2. The method of claim 1, further comprising obtaining the quantization of the first set of parameters.

3. The method of claim 2 or any one of the preceding claims, wherein: each of the first set of parameters is encoded with a first representation; and obtaining the quantization of the first set of parameters comprises, for each of the first set of parameters, transforming the parameter to a second number representation.

4. The method of claim 1 or any one of the preceding claims, wherein determining the second architecture using the quantization of the first set of parameters comprises: determining an indication of an architecture gradient using the quantization of first set of parameters; and determining the second architecture using the indication of the architecture gradient.

5. The method of claim 4 or any one of the preceding claims, wherein determining the indication of the architecture gradient for the first architecture comprises determining a partial derivative of a loss function using the quantization of the first set of parameters.

6. The method of claim 1 or any one of the preceding claims, further comprising updating the first set of parameters of the machine learning model to obtain a second set of parameters.

7. The method of claim 6 or any one of the preceding claims, wherein updating the first set of parameters comprises using gradient descent to obtain the second set of parameters.

8. The method of claim 1 or any one of the preceding claims, further comprising encoding an architecture of the machine learning model as a plurality of weights for respective architecture parameters, the architecture parameters representing the plurality of architectures.

9. The method of claim 8 or any one of the preceding claims, wherein: determining the second architecture comprises determining an update to at least some weights of the plurality of weights; and updating the machine learning model comprises applying the update to the at least some weights.

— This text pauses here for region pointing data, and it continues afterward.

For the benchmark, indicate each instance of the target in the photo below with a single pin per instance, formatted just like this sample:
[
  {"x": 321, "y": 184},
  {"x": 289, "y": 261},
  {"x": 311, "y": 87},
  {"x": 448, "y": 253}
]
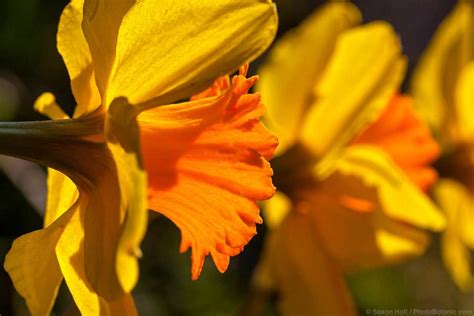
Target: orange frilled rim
[
  {"x": 405, "y": 137},
  {"x": 207, "y": 164}
]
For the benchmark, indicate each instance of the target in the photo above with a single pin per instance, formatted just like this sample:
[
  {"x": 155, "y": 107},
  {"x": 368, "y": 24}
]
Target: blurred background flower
[{"x": 30, "y": 65}]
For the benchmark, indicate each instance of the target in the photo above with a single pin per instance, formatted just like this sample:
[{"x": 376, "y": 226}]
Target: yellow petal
[
  {"x": 360, "y": 237},
  {"x": 295, "y": 65},
  {"x": 115, "y": 217},
  {"x": 433, "y": 82},
  {"x": 400, "y": 199},
  {"x": 458, "y": 204},
  {"x": 70, "y": 253},
  {"x": 76, "y": 55},
  {"x": 465, "y": 103},
  {"x": 172, "y": 49},
  {"x": 46, "y": 105},
  {"x": 309, "y": 281},
  {"x": 33, "y": 266},
  {"x": 364, "y": 73},
  {"x": 276, "y": 209}
]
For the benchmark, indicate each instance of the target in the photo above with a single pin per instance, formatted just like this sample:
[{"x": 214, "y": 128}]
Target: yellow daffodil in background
[
  {"x": 352, "y": 165},
  {"x": 443, "y": 88},
  {"x": 127, "y": 60}
]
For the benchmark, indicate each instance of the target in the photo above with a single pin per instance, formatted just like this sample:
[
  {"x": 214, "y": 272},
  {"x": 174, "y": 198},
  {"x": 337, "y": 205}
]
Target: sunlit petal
[
  {"x": 295, "y": 65},
  {"x": 76, "y": 55},
  {"x": 364, "y": 72}
]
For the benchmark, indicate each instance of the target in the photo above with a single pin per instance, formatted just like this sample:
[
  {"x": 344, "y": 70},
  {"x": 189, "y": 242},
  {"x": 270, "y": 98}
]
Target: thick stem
[{"x": 62, "y": 145}]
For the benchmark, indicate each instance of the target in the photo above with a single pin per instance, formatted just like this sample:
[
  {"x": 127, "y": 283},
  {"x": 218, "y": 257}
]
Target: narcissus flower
[
  {"x": 442, "y": 86},
  {"x": 353, "y": 163},
  {"x": 127, "y": 61}
]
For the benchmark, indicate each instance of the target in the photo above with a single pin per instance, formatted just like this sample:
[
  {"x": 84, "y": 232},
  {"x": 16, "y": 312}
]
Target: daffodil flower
[
  {"x": 353, "y": 164},
  {"x": 442, "y": 86},
  {"x": 127, "y": 60}
]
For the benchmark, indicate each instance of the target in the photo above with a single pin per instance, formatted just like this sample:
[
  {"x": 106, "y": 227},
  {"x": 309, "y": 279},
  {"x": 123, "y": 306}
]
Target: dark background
[{"x": 30, "y": 65}]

10. The method of claim 11 or any one of the preceding claims, wherein determining the second architecture using the quantization of the first set of parameters comprises: combining each of the first set of parameters with a respective quantization of the parameter to obtain a set of blended parameter values; and determining the second architecture using the set of blended parameter values.

11. The method of claim 10 or any one of the preceding claims, wherein combining the parameter with the quantization of the parameter comprises determining a linear combination of the parameter and the quantization of the parameter.

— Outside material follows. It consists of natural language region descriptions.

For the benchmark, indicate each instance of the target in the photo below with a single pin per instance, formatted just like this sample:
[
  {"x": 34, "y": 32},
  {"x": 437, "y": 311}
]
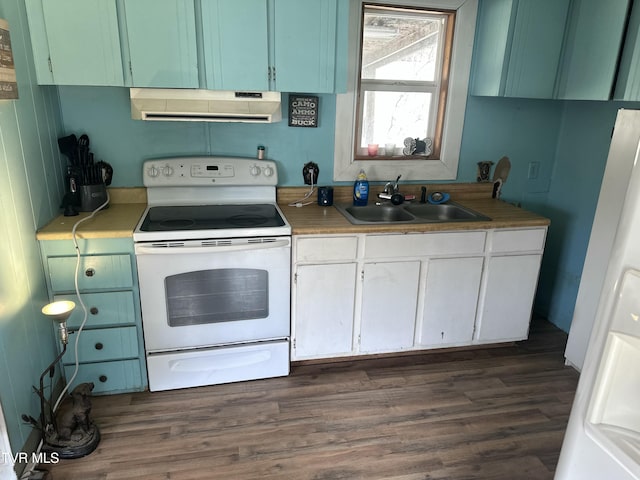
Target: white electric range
[{"x": 214, "y": 256}]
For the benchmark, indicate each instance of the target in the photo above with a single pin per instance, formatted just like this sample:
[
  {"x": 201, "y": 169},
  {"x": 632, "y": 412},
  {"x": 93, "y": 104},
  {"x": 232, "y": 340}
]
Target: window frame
[{"x": 346, "y": 164}]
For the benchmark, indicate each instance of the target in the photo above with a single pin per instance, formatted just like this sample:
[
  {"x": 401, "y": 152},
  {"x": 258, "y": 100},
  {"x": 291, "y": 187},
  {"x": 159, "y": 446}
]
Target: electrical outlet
[{"x": 310, "y": 173}]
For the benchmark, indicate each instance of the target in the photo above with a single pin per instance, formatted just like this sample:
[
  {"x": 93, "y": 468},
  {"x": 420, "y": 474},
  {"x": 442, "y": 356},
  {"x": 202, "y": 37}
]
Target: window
[
  {"x": 403, "y": 73},
  {"x": 409, "y": 70}
]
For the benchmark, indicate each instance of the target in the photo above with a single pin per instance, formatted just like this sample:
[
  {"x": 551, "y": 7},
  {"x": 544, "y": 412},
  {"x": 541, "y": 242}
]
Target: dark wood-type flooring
[{"x": 488, "y": 413}]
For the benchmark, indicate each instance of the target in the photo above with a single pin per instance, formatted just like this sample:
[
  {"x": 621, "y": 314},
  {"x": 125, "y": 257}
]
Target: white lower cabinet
[
  {"x": 389, "y": 298},
  {"x": 510, "y": 287},
  {"x": 450, "y": 301},
  {"x": 372, "y": 293}
]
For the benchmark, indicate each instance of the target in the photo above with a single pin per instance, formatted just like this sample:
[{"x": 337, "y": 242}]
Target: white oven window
[{"x": 217, "y": 295}]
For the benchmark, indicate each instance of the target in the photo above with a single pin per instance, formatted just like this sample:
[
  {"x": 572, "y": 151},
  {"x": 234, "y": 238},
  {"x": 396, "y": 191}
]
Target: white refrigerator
[{"x": 602, "y": 440}]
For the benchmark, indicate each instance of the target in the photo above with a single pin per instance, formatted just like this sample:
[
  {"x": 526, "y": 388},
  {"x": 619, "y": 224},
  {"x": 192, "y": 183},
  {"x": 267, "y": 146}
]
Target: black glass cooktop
[{"x": 210, "y": 217}]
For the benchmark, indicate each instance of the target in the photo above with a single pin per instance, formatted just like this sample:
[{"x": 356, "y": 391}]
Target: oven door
[{"x": 204, "y": 293}]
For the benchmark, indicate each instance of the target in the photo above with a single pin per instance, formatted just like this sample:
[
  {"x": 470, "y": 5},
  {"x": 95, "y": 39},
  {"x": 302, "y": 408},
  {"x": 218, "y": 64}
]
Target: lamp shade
[{"x": 59, "y": 311}]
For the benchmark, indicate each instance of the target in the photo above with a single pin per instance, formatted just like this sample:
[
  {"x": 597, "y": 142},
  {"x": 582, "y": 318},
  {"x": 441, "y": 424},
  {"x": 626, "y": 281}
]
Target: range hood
[{"x": 195, "y": 105}]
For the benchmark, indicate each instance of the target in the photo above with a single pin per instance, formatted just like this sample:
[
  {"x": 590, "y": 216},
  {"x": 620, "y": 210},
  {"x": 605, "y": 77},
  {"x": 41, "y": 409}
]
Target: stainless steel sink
[
  {"x": 445, "y": 212},
  {"x": 375, "y": 214},
  {"x": 409, "y": 213}
]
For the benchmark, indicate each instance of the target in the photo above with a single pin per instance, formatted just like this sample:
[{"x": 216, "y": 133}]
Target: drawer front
[
  {"x": 427, "y": 244},
  {"x": 120, "y": 376},
  {"x": 103, "y": 309},
  {"x": 326, "y": 249},
  {"x": 96, "y": 272},
  {"x": 103, "y": 344},
  {"x": 522, "y": 240}
]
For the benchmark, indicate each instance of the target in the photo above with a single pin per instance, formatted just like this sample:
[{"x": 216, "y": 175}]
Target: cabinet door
[
  {"x": 389, "y": 302},
  {"x": 451, "y": 297},
  {"x": 78, "y": 41},
  {"x": 162, "y": 43},
  {"x": 236, "y": 48},
  {"x": 323, "y": 310},
  {"x": 591, "y": 50},
  {"x": 510, "y": 287},
  {"x": 628, "y": 80},
  {"x": 518, "y": 47},
  {"x": 305, "y": 45},
  {"x": 535, "y": 48}
]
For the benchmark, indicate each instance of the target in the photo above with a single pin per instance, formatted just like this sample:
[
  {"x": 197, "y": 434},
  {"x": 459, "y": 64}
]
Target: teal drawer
[
  {"x": 103, "y": 309},
  {"x": 96, "y": 272},
  {"x": 109, "y": 377},
  {"x": 102, "y": 345}
]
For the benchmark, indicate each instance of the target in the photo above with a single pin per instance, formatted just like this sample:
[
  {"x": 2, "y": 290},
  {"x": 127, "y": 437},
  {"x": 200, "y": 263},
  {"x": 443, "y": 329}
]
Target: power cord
[{"x": 84, "y": 307}]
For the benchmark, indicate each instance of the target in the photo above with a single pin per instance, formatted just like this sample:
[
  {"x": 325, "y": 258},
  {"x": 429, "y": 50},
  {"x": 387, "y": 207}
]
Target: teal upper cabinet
[
  {"x": 591, "y": 51},
  {"x": 282, "y": 45},
  {"x": 75, "y": 42},
  {"x": 161, "y": 37},
  {"x": 236, "y": 52},
  {"x": 518, "y": 46},
  {"x": 305, "y": 45}
]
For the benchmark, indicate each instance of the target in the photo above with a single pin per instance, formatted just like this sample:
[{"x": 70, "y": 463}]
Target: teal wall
[
  {"x": 582, "y": 150},
  {"x": 30, "y": 191}
]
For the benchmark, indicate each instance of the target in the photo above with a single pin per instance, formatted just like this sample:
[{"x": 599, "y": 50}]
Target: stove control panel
[{"x": 209, "y": 171}]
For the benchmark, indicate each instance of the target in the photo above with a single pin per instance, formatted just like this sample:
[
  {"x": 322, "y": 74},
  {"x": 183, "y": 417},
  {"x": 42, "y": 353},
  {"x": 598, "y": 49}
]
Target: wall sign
[
  {"x": 8, "y": 83},
  {"x": 303, "y": 110}
]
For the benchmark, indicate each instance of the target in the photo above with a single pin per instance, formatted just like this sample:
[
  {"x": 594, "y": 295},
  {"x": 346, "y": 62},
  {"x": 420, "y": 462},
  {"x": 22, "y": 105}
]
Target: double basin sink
[{"x": 409, "y": 213}]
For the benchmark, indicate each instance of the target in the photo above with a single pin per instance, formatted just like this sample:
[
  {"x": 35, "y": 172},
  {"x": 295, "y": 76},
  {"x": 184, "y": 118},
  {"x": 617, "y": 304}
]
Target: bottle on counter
[{"x": 361, "y": 190}]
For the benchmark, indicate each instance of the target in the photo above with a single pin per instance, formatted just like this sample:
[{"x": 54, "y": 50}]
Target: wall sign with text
[
  {"x": 8, "y": 83},
  {"x": 303, "y": 110}
]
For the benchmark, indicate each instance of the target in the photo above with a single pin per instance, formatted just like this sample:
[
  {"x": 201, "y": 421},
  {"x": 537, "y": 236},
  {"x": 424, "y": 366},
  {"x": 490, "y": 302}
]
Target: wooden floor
[{"x": 494, "y": 413}]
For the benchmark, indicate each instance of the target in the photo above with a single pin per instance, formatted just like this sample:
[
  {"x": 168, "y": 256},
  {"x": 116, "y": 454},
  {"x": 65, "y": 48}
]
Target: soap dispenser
[{"x": 361, "y": 190}]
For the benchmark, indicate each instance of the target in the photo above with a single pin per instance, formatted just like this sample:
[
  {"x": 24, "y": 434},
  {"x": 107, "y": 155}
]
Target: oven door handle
[{"x": 149, "y": 250}]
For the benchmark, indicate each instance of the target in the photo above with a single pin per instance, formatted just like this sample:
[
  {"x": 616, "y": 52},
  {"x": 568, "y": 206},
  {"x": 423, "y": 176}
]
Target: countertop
[
  {"x": 120, "y": 219},
  {"x": 314, "y": 219},
  {"x": 117, "y": 221}
]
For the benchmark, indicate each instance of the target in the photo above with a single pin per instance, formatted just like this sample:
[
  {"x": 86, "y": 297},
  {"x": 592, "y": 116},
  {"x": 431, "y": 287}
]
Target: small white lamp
[{"x": 59, "y": 312}]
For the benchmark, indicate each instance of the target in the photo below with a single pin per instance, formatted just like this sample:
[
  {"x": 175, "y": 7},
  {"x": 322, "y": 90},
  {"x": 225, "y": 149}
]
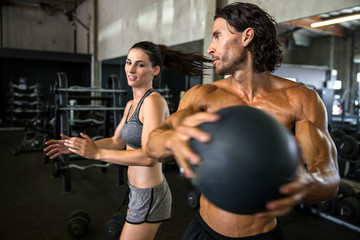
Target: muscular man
[{"x": 244, "y": 45}]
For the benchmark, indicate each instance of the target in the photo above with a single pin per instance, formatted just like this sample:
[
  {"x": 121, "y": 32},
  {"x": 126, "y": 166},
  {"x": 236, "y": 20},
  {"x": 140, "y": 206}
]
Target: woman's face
[{"x": 139, "y": 70}]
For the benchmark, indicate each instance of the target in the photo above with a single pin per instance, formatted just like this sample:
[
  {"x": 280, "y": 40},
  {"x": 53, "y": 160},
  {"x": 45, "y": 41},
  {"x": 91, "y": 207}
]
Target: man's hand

12. The method of claim 1 or any one of the preceding claims, wherein the machine learning model comprises a neural network.

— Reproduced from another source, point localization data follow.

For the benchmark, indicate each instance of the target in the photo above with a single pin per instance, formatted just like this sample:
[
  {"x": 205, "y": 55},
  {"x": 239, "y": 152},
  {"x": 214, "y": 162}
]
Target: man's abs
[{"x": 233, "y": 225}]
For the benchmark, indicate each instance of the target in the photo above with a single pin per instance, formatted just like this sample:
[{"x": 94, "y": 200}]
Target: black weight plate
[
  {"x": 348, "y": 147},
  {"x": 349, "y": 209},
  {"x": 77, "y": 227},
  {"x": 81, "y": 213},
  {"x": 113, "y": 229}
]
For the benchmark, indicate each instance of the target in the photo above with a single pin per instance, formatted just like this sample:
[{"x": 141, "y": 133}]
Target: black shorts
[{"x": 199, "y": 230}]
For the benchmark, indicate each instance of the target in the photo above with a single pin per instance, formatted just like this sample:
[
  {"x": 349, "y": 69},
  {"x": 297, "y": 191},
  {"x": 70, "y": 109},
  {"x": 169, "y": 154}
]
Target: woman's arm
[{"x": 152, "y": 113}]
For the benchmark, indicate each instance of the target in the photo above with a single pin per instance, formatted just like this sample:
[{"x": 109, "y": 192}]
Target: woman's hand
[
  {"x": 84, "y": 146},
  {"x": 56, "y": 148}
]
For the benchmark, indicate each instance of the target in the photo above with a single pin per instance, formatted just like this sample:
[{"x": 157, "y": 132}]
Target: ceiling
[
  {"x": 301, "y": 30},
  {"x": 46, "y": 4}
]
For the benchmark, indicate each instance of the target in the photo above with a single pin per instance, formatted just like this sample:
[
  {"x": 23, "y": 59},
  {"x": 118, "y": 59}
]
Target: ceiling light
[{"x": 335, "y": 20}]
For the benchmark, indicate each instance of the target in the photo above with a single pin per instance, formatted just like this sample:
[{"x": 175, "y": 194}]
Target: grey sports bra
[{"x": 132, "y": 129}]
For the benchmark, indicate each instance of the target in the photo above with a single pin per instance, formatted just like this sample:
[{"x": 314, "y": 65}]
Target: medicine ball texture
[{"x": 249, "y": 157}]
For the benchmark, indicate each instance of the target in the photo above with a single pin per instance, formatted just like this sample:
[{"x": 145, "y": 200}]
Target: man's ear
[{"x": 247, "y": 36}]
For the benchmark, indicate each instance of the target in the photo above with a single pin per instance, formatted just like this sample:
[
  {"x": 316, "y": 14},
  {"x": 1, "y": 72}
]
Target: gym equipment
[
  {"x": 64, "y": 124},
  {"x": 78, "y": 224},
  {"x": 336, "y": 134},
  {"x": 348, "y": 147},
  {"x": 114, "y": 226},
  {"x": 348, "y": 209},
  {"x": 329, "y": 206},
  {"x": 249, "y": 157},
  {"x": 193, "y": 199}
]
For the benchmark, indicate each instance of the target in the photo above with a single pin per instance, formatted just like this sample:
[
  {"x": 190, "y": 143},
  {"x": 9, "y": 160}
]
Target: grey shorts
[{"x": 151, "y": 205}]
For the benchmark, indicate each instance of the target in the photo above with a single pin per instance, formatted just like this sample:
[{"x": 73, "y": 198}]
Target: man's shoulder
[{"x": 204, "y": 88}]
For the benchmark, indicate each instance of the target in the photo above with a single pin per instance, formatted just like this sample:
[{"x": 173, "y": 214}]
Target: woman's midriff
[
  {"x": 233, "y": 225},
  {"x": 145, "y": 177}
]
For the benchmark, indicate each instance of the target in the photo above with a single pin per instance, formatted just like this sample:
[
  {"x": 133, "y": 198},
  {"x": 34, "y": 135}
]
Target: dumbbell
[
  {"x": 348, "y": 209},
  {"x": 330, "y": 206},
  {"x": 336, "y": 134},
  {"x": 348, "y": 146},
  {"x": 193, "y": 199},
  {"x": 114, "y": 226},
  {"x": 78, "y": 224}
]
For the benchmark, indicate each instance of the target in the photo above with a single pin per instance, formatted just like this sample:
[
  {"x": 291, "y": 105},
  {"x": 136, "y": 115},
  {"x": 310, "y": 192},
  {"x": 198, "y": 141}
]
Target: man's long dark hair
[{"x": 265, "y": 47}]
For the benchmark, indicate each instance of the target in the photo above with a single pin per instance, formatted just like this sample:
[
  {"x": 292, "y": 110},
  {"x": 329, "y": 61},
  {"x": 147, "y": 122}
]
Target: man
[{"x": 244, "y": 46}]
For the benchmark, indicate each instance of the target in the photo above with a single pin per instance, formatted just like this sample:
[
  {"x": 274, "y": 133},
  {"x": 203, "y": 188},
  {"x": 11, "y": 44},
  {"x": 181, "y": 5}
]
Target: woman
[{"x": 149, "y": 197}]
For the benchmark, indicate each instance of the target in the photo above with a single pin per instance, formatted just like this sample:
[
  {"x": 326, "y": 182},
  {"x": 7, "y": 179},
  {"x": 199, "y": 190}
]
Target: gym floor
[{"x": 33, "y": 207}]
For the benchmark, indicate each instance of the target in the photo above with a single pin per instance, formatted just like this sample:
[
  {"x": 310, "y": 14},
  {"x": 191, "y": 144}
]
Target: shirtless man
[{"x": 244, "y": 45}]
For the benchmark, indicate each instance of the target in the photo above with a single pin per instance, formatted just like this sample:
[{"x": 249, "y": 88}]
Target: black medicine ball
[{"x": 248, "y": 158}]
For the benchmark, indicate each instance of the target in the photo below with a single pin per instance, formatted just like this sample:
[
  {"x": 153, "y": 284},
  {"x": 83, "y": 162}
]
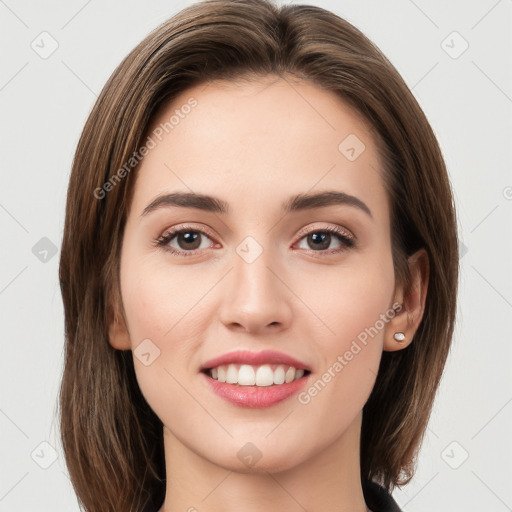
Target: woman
[{"x": 259, "y": 270}]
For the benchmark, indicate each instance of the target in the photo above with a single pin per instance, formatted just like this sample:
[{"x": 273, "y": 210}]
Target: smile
[
  {"x": 252, "y": 375},
  {"x": 255, "y": 379}
]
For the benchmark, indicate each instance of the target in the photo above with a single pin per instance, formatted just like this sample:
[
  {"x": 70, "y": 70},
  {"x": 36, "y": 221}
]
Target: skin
[{"x": 275, "y": 138}]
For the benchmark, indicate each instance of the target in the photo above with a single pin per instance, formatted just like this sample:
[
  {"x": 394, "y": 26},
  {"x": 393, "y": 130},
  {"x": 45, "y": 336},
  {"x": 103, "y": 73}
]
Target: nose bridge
[{"x": 255, "y": 298}]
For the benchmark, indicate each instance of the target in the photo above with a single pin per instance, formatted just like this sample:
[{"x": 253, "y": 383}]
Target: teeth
[{"x": 248, "y": 375}]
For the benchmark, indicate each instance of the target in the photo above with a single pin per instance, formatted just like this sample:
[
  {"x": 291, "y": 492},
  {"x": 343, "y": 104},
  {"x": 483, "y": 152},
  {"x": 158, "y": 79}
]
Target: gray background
[{"x": 465, "y": 462}]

13. The method of claim 12 or any one of the preceding claims, wherein the neural network comprises a convolutional neural network.

14. The method of claim 12 or any one of the preceding claims, wherein the neural network comprises a recurrent neural network.

15. The method of claim 12 or any one of the preceding claims, wherein the neural network comprises a transformer neural network.

16. The method of claim 12 or any one of the preceding claims, wherein the first set of parameters comprises a first set of neural network weights.

17. The method of claim 1 or any one of the preceding claims, further comprising training the machine learning model configured with the second architecture to obtain a trained machine learning model configured with the second architecture.

18. The method of claim 17 or any one of the preceding claims, further comprising quantizing parameters of the trained machine learning model configured with the second architecture to obtain a machine learning model with quantized parameters.

19. The method of claim 18 or any one of the preceding claims, wherein the processor has a first word size and the method further comprises transmitting the machine learning model with quantized parameters to a device comprising a processor with a second word size, wherein the second word size is smaller than the first word size.

20. A system for determining an architecture of a machine learning model that optimizes the machine learning model, the system comprising: a processor; a non-transitory computer-readable storage medium storing instructions that, when executed by the processor, cause the processor to perform a method comprising: obtaining the machine learning model configured with a first one of a plurality of architectures, the machine learning model comprising a first set of parameters; determining a second one of the plurality of architectures using a quantization of the first set of parameters; and updating the machine learning model to obtain the machine learning model configured with the second architecture.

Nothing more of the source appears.